LACK OF TIME OUTDOORS

With the country currently on lockdown, we’re each permitted to leave our homes once a day for some form of ‘exercise’. For those who are used to a quick F45 class every morning, or 50 lengths at the local pool, adjusting and finding a new form of exercise can be difficult. Sophie Pelling suggests you make the effort, as right now “a lot of us aren’t getting those natural energy and mood-boosting endorphins we’re used to, resulting in low mood and general fatigue. ”

Dr Lederle reinforces the importance of using your token wisely. “Natural light really helps to improve alertness and mood. Daylight, and in particular morning light, helps our body clock to align itself with the external day, so that it can tell the body what processes are needed, namely to be active during daylight and rest during darkness. ”

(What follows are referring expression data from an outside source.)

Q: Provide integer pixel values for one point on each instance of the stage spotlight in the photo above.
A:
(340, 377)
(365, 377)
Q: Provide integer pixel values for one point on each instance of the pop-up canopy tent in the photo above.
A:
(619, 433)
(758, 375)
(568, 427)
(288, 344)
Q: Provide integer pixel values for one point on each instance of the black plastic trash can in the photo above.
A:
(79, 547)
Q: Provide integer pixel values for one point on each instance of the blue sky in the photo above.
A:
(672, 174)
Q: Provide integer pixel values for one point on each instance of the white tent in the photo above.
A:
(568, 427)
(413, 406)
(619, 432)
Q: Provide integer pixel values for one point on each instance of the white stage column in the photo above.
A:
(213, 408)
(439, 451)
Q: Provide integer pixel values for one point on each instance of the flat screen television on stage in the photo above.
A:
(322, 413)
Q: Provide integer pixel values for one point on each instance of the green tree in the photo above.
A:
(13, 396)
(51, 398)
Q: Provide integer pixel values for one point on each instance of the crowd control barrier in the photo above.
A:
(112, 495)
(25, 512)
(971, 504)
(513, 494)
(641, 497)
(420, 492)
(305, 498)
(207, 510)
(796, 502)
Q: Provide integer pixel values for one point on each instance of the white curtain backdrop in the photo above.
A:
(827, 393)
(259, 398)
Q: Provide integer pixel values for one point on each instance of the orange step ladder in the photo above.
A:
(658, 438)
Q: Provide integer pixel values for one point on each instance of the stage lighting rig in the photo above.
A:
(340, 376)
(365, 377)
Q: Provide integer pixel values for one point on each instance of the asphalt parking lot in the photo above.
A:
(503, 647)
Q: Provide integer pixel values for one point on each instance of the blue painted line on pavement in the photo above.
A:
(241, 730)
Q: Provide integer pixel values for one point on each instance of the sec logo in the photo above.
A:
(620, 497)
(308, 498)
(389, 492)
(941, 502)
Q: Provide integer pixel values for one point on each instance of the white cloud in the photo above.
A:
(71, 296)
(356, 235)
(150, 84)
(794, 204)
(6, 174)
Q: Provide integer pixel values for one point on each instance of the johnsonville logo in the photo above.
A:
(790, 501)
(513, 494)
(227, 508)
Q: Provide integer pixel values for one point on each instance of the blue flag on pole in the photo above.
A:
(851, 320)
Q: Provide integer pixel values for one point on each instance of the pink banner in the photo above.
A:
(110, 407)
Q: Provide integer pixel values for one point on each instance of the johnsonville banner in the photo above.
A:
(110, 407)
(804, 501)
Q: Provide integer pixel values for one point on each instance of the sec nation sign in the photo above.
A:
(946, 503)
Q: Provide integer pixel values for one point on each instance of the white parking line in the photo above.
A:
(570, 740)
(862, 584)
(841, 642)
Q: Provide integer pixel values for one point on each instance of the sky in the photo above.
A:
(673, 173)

“However, being indoors all day means that our body clock is left to guess what time it is, so it will struggle to send its sleep signal at the right time and we end up going to bed later and later. ”

How to tackle it?
  1. Use your one outdoors trip per day wisely, with a run or long walk outdoors somewhere that brings you joy.
  2. Try and stand every time you have a call or work conference call to avoid sitting down all day.
  3. Open all your windows for as much fresh air as possible.
  4. Set-up your work desk near natural light so your body clock can align itself with the external day.